Récapitulons donc les grandes dates du collège : à sa réouverture en 1850, le collège prend le nom de la Providence. En 1940, le collège brûle, dans le bombardement. En 1944, la reconstruction est décidée et en 1948, on pose la première pierre. Le collège, sur le boulevard, a désormais grande allure, même si la chapelle qui devait être dans l’axe central n’a jamais vu le jour… L’établissement possède une grande piscine (qui fut d’ailleurs un temps prêtée au lycée public voisin…) et cette piscine est surmontée par la grande salle de théâtre.

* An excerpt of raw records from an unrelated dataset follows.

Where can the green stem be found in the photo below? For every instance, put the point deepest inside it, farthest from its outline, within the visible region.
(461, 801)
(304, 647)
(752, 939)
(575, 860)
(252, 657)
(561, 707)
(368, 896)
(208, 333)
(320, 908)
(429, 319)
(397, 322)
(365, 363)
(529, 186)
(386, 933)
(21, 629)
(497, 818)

Disposition bien révélatrice : les pères n’avaient pas oublié la vieille maxime Mens sana in corpore sano.
Le collège connaît alors une période florissante sur laquelle nous avons des documents, dont peuvent nous parler des témoins, anciens élèves. Je remercie ici très chaleureusement les anciens de l’époque, Marc Defernand, Max Duport, Pierre Jubault, Patrick Poissonnier.
Grâce à eux, j’ai pu découvrir l’effervescence du collège au moment des spectacles donnés par les élèves dirigés par leurs professeurs, jésuites ou laïcs.
Avant la guerre de 40, on relève une certaine activité théâtrale. Et, pendant la guerre même, on donna Les Bouffons de Zamacoïs, en 1943 et Athalie en 1944, en collaboration émouvante avec les autres collèges «fraternellement unis » de Saint Riquier et de Saint Martin. Dans ces deux pièces, fort différentes, c’est Philippe Balédent qui tenait les premiers rôles féminins…
Mais les choses prirent un tour plus exaltant avec l’arrivée « providentielle » de Vladimir Volkoff à Amiens. Les pères l’avaient engagé comme professeur d’anglais mais il déborda bientôt sa stricte discipline et mit ses talents d’écrivain et précisément de dramaturge et de metteur en scène au service de la communauté. Il s’en explique d’une façon enthousiaste dans une lettre qu’il a envoyée, longtemps après, à ses anciens élèves qui fabriquaient le petit livre, très difficile à trouver, sur l’histoire de la Providence. j’extrais quelques lignes de cette lettre émouvante, adressée à Marc Defernand :
« Quelle joie d’apprendre qu’une large place sera réservée au théâtre dans le livre du jubilé ! C’est bien là respecter la vieille tradition des Jésuites qui ont toujours vu dans le théâtre un des meilleurs truchements de la pédagogie (….). Les années oh (…) sous la direction de M. Egger (frère du jésuite), je collaborai à la présentation de Sur la terre comme au ciel et surtout celles oh, volant de mes propres ailes, je montai un spectacle de morceaux choisis que j’intitulai Les Amants Ridicules, une pièce d’Ostrovsky que j’avais traduite du russe et baptisée Le Ciel Fêlé, et surtout Le Marchand de Venise, comptent, je pèse mes mots, parmi les plus heureuses de ma vie. »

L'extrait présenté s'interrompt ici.